Most people will never know they have HPV. However, some types of HPV can lead to painful symptoms like genital warts or cancer. That's why it is important to get routine check ups to prevent serious health problems from HPV.

 

Can HPV be cured?

There is no cure for the virus, but there are ways to treat the symptoms of HPV. Some treatment options for the more common symptoms are:

 

Genital warts can be treated with medication. There are different treatment options, so you should talk to your healthcare provider to decide which one is best for you.

Abnormal cervical cells can appear on a Pap Test and usually become normal cells, but if they stay abnormal they may develop into cancer. By treating the abnormal cervical cells up front they can work to prevent cervical cancer from developing.
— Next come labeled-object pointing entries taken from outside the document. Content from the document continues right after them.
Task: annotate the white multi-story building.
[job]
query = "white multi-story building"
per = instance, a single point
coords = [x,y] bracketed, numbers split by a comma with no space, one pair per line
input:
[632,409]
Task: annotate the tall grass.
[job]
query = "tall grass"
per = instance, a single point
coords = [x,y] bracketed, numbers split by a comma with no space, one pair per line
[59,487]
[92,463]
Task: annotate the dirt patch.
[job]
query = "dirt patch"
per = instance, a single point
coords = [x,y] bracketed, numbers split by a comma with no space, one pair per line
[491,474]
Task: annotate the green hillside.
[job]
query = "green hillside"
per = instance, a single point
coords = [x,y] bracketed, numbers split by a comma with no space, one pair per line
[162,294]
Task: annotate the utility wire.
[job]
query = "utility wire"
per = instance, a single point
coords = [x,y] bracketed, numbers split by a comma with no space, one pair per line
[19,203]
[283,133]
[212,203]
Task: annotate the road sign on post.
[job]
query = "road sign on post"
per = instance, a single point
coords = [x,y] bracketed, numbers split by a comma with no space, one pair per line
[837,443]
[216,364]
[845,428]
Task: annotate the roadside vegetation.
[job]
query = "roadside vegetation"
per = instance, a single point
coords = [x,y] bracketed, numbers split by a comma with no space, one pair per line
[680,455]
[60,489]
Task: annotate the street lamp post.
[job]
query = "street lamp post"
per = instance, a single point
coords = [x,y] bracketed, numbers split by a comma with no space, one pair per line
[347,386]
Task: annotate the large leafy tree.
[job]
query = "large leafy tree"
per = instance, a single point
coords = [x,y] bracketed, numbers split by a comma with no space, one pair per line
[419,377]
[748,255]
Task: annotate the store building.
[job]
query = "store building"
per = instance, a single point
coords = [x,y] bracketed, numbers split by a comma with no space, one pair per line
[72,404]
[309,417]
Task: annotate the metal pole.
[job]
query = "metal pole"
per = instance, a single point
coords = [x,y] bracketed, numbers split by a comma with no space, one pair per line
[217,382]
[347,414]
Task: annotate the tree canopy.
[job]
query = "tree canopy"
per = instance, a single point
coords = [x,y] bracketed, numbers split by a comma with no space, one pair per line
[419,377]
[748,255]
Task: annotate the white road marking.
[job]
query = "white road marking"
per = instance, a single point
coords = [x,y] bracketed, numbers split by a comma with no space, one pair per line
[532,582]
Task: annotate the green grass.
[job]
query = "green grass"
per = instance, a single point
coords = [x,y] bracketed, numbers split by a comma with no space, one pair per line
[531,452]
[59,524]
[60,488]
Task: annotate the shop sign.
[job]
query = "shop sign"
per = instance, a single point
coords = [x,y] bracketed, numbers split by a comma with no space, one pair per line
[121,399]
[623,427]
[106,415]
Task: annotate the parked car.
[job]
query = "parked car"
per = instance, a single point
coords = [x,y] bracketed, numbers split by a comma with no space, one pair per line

Cervical Cancer treatment is most successful when diagnosed in an early stage. The treatment process depends on the patient's medical hsitory and the stage of the cancer.

 

 

 Click HERE for more information on preventative HPV vaccines for preteens and young people.  

 

This information was excerpted from the Center of Disease Control (CDC) website. Please click on the link to find additional information. http://www.cdc.gov/hpv/

Syphilis

What is syphilis?
Syphilis is a STI that can lead to long term health problems and death if left untreated. There are different stages of this infection, primary, secondary, latent, and late syphilis. The symptoms are different depending on the stage.

 

Am I at risk?

Anyone who has unprotected vaginal, anal, or oral sex is at risk for syphilis. It is also possible for an infected mother to spread syphilis to her unborn child. You should get tested regularly for syphilis if you are pregnant, are a man who has sex with men, have HIV, or have a partner who has tested positive for syphilis.

 

What are the symptoms? Can I tell by looking at someone?

There are a lot of different possible symptoms for syphilis and some people don't show any symptoms at all, so there is no way to tell if someone has syphilis just by looking at them.

 

Can syphilis be cured?

Yes, with antibiotics prescribed by your health care provider you can cure syphilis. Only a health care provider can determine if you have syphilis, so if you think you are at risk it is important to get tested.

 

I have been treated. Can I get syphilis again?

Yes, getting syphilis once does not prevent you from getting it again. It's important to communicate with your sex partners to make sure they have been tested because you cannot tell if they have syphilis just by looking at them.